May, who is planning to call for the third vote on her Brexit deal Tuesday, is hoping that pro-Brexit MPs and Northern Ireland's Democratic Unionist Party (DUP) will either back her deal, or pass the 'soft Brexit' compromise with the EU, Sputnik previously reported. Under the soft Brexit scenario, the UK would stay within the EU's Single Market by either becoming a member of the European Economic Area, the European Customs Union or both.
If the Parliament supports May's proposed deal, the UK will have until May 22 to prepare for an exit. However, if the vote fails, MPs will have until April 12 to either devise a new Brexit deal or to decide to leave without a deal.
However, according to Mercouris, it is "very, very, very difficult" to speculate which outcome is most likely to occur.
"It's very, very, very difficult to say at the moment, because what has happened with the whole Brexit process is that it has now become a crisis within the Conservative Party. The majority of members of the Conservative Party and the majority of the voters who vote Conservative in Britain clearly want a Brexit, and they will probably want a hard, no deal Brexit. But there is no majority for a no deal Brexit in the House of Commons."
"The big question is whether the anti-Brexit MPs and ministers within the Conservative government are able to push back strongly enough against that idea in order to block it and what sort of proposal they would be able to come up with. I say that because the classic solution in Britain to the kind of crisis we have at the moment would be a general election and a change of government. And I think that if that were to happen, the Europeans would agree to extend the timetable by six weeks or a month that would be needed for the new government to take office," Mercouris explained.
On Wednesday, UK lawmakers rejected Amendment F on Parliament's approval for a no deal Brexit. Amendment F states that if Britain comes within seven calendar days of leaving the EU without a deal, the government must ask Parliament whether it would approve a no deal exit or if it should seek a further delay to Brexit in order to prevent this outcome and give Parliament time to determine a different way forward, Sputnik previously reported.
The next elections to the European Parliament are scheduled to take place between May 23 and May 26.
"The very last thing the [EU] wants to see is the British participating in European parliamentary elections, voting MPs to the EU parliament and then at some point leaving the EU entirely. That is a legal nightmare, and it doesn't make any kind of sense," Mercouris told Sputnik.

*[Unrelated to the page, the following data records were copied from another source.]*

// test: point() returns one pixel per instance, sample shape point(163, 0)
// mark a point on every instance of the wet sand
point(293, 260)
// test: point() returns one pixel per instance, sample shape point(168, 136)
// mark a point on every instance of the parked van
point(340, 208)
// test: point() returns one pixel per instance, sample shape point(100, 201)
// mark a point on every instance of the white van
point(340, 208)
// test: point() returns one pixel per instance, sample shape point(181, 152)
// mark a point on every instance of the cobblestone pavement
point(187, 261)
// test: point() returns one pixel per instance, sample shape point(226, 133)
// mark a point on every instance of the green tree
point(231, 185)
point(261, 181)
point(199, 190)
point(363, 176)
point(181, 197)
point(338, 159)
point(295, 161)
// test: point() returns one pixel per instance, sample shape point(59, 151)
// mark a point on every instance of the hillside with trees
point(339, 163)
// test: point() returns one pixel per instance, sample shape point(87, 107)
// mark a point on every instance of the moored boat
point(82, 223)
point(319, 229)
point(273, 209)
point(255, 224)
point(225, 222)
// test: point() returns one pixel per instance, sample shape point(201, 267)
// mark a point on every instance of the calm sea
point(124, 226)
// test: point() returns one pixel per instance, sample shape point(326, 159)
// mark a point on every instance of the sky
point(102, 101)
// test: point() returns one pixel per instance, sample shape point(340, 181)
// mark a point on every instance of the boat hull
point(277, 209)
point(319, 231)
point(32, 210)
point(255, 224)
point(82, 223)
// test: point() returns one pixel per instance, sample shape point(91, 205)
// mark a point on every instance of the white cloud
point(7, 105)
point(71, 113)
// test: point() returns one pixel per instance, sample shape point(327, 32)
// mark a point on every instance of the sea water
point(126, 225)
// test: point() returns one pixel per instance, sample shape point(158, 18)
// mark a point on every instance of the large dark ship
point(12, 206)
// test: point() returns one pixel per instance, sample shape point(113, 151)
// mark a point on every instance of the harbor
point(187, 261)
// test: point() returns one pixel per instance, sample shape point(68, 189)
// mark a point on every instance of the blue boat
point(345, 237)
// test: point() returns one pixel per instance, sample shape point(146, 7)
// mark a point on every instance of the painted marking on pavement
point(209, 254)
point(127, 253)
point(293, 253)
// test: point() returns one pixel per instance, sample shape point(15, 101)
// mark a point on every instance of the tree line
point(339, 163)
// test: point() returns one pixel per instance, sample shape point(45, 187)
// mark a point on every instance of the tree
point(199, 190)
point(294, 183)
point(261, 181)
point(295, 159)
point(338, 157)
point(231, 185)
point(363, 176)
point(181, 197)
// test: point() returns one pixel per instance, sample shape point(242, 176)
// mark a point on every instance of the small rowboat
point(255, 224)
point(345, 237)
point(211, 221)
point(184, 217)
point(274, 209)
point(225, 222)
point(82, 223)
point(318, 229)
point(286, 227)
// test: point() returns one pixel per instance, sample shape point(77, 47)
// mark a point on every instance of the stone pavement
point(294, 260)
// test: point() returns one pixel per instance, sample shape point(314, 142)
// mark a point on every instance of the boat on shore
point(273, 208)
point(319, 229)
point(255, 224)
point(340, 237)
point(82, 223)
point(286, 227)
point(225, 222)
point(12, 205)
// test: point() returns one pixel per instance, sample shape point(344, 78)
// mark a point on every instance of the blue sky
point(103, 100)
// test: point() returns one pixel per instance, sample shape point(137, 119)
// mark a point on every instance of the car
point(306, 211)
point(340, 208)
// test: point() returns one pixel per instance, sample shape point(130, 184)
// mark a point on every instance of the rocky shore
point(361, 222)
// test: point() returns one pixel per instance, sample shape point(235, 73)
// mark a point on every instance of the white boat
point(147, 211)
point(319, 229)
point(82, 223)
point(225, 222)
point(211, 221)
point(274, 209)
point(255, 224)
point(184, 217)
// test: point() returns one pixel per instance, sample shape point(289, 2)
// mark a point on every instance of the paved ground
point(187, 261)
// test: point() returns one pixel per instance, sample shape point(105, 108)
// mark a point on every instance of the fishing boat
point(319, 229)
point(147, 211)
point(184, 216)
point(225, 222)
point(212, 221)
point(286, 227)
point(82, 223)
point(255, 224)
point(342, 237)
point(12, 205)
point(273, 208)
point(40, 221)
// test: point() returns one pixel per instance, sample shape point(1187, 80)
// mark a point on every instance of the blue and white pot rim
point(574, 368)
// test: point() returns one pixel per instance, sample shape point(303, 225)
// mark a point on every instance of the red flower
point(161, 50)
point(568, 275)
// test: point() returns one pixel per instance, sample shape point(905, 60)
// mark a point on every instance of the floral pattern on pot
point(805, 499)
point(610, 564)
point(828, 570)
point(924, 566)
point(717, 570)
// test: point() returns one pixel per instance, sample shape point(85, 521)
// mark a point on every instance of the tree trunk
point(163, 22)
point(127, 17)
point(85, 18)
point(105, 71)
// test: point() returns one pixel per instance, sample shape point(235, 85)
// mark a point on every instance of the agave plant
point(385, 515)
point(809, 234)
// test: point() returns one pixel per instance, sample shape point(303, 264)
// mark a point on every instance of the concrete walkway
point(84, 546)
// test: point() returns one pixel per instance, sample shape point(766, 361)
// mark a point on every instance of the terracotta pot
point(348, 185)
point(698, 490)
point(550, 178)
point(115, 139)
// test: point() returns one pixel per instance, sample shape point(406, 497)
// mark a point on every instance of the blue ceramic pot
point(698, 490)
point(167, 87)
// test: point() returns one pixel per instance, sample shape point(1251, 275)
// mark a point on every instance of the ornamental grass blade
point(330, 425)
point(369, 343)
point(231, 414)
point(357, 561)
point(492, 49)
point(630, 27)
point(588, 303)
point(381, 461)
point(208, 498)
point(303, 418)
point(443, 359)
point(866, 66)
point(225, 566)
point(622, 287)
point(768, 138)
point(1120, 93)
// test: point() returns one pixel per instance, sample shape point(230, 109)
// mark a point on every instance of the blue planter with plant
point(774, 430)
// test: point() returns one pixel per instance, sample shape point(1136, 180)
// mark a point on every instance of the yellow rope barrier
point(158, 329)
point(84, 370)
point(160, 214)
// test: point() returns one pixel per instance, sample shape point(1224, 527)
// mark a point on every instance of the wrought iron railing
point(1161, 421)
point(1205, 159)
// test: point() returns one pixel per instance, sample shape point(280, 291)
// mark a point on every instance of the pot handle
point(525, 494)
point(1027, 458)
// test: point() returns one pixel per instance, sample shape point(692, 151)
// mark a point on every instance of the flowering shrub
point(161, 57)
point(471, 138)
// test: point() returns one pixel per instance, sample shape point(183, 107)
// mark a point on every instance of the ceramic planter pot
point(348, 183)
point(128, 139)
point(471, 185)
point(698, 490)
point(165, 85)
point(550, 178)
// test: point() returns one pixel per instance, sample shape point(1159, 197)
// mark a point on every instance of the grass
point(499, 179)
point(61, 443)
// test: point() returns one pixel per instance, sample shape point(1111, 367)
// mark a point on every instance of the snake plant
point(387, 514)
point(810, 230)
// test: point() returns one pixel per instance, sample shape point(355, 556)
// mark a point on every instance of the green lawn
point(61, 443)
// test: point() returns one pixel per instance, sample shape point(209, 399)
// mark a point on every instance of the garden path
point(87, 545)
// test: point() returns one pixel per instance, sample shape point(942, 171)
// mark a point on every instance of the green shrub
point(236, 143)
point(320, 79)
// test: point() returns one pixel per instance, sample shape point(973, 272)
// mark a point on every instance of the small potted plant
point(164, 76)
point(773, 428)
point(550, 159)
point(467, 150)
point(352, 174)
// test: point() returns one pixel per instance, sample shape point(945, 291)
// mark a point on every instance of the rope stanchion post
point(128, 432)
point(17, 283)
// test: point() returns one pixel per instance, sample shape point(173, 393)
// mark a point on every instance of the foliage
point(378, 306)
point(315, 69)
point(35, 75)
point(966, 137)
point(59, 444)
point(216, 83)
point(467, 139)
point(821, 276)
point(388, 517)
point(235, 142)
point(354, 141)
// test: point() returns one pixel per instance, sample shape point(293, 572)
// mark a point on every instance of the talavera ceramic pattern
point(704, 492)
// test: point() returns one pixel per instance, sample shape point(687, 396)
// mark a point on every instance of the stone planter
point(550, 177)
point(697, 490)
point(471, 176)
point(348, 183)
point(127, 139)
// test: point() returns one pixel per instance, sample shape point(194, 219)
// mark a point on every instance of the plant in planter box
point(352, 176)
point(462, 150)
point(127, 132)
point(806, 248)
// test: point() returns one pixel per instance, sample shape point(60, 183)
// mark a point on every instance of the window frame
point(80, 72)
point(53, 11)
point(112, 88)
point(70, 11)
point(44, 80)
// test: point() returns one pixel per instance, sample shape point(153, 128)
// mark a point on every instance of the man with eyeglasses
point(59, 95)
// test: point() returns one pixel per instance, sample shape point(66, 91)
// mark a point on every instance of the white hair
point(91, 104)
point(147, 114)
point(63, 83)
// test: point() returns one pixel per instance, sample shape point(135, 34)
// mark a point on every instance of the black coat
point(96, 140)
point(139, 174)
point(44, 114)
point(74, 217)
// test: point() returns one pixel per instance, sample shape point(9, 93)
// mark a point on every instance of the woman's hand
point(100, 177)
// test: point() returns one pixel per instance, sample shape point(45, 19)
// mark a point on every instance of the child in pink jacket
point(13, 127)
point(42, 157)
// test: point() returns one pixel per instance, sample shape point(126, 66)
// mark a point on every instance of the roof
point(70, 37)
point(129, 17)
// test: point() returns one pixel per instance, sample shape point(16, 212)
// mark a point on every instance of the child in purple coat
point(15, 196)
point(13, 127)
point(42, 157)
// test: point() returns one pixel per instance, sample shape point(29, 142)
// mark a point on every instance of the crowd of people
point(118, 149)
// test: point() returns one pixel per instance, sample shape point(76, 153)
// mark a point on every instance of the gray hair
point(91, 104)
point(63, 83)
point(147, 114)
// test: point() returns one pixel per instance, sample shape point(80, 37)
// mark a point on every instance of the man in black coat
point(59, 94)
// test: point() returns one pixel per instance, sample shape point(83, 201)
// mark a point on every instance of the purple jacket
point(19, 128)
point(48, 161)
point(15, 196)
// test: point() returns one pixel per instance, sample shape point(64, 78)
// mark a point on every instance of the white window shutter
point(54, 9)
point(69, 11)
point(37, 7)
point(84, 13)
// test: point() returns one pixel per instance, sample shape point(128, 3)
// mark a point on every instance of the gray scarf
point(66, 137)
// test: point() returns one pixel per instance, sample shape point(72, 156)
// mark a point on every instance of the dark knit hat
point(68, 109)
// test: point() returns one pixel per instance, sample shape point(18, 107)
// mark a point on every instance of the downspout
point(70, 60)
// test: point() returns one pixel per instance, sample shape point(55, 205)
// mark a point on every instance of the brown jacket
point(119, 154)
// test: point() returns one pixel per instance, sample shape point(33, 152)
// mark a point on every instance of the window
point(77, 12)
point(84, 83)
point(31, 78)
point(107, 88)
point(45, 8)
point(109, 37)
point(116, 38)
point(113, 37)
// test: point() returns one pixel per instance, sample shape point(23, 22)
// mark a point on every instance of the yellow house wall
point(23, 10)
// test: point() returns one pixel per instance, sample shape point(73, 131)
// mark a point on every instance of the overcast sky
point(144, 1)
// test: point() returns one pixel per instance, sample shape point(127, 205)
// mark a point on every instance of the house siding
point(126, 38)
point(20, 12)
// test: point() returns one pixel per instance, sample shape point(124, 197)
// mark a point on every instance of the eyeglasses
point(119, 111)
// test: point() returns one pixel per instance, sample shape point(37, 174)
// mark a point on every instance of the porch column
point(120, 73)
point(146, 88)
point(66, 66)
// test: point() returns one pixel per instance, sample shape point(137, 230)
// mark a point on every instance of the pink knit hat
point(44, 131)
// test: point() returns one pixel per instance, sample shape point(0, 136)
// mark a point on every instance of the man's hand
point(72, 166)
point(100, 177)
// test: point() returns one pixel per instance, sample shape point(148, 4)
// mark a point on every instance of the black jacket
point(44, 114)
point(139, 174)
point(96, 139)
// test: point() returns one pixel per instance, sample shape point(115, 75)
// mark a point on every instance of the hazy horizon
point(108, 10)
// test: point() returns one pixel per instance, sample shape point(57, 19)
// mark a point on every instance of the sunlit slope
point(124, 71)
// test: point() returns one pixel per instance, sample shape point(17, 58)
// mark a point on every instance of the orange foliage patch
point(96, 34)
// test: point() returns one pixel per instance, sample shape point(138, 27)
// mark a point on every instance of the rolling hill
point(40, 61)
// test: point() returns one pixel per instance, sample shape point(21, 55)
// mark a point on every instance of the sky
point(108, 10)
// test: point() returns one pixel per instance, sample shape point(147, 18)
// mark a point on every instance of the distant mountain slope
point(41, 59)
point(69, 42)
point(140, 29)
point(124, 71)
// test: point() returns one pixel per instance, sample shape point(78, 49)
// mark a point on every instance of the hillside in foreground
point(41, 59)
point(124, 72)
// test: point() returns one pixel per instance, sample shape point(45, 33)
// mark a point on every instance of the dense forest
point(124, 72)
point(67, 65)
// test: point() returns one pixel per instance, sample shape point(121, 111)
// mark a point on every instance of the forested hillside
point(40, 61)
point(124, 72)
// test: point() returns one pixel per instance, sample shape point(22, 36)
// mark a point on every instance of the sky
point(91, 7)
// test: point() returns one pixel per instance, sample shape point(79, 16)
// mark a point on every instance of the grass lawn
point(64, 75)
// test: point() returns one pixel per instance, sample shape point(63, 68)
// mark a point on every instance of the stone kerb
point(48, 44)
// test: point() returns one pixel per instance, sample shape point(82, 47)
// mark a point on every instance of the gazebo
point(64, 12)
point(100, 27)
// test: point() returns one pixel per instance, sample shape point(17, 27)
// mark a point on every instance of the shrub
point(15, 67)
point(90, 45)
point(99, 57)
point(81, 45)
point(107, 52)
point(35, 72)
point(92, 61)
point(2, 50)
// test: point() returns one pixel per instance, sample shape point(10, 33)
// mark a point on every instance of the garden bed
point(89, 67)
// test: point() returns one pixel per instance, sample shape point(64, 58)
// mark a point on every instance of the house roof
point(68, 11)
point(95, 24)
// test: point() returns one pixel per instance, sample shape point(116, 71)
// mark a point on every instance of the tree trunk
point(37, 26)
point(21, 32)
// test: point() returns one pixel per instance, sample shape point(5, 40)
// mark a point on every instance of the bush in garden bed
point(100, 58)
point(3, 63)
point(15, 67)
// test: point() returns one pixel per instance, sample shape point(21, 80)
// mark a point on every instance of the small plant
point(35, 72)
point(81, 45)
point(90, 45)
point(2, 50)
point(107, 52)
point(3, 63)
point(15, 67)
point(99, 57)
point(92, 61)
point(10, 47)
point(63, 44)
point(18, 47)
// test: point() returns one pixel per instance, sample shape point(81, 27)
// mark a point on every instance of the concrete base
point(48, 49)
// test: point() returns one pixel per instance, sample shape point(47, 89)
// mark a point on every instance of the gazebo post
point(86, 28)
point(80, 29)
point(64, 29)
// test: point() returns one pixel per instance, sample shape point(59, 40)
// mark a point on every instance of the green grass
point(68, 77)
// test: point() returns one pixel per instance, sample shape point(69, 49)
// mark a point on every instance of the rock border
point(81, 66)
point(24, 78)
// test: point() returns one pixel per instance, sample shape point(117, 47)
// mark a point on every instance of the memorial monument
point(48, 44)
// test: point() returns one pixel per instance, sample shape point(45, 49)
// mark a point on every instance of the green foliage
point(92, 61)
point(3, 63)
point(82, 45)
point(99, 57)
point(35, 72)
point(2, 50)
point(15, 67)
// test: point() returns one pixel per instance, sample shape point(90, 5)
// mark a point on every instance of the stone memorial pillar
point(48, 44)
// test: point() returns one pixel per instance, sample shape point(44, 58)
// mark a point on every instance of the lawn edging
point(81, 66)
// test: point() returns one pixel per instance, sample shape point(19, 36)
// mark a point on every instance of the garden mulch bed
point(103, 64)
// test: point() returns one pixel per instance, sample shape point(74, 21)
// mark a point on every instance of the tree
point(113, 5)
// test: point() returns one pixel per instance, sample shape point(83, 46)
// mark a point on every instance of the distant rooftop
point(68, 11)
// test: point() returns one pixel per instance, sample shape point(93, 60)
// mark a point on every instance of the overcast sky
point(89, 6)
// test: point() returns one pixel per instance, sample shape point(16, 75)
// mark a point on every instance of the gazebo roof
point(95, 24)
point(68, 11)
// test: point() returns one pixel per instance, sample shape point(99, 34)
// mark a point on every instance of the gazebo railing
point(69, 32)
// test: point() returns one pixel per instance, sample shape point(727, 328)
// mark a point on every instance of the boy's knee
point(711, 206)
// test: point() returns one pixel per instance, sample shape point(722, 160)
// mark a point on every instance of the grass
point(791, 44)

"So, what they want to see, is Britain leave preferably before those European elections take place or the British come forward and say, ‘Look, this thing has been so badly handled, we've got to start all over again. So, we are going to participate in the European elections on the basis that we are going to be staying the EU for at least one or two years.' Now, that of course, depends very much on the British coming forward to the Europeans before April 12, with some coherent [plan]. And at the moment, they don't have one. Looking at this from the European side, it's not obvious why they would agree to a further extension," he added.